Just like I mentioned in my Chickpea Falafel recipe, I have long been working on a tortilla recipe. One that is not only gluten-free and vegan, but also fully whole meal. Finally I decided to make a savory version of the crêpes recipe, and lo and behold, it worked perfectly. I was really excited to share it with all of you but when I checked my camera yesterday, the pictures I had taken during making them has been deleted. Which is really, really annoying, since I wanted to post that before this one.
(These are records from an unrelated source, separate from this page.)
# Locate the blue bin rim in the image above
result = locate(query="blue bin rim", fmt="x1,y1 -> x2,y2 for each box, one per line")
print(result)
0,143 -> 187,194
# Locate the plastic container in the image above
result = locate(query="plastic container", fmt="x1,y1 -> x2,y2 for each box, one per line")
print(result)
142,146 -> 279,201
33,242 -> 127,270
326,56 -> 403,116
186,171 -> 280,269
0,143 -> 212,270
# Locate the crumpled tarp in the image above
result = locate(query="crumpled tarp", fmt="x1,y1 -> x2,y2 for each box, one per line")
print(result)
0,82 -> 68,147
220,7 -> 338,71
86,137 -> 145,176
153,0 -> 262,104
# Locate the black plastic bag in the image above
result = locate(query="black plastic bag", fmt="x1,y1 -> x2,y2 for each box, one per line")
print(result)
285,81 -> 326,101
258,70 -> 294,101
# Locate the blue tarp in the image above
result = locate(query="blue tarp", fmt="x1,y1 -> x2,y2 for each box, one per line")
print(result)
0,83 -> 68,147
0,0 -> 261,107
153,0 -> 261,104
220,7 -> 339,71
But I have to make the best out of the situation and decided to publish this recipe before. You can therefore use either store-bought tortillas or play around with making your own. I will share the homemade tortilla recipe as soon as I get the time to re-make the dish, but it might take a couple of days. I hope you enjoy this nonetheless!
Bean Burritos Ingredients:
- 10 whole meal gluten-free vegan tortillas (store-bought or homemade)
- 4 cups cooked beans
- 1 1/2 cup corn kernels
- 1 large red onion, minced
- 1 bell pepper, chopped
- 2 tbsp fresh cilantro, minced
- 4 garlic cloves, minced
- 1 1/2 cup homemade spicy salsa
- 1 cup cashew sour cream (or tofu version)
Seasoning, to taste:
- nutritional yeast
- freshly ground black pepper
- Maldon salt
Bean Burritos Directions:
- Make the tortillas according to either the package or the recipe (link will be added soon).
- Heat up a medium-sized pot. Add in the onion, garlic, bell pepper and cook for 2 minutes stirring occasionally. Once that is done, add in the beans and corn kernels as well, cooking for 3 minutes stirring. Finally add in the salsa, sour cream and seasoning. Allow this to cook for about 2-5 minutes, enough for it to get properly heated. Stir cilantro into mixture.
- Spoon mixture evenly down center of warmed tortilla and roll tortillas up. Serve immediately, next to a side salad and the left-over filling.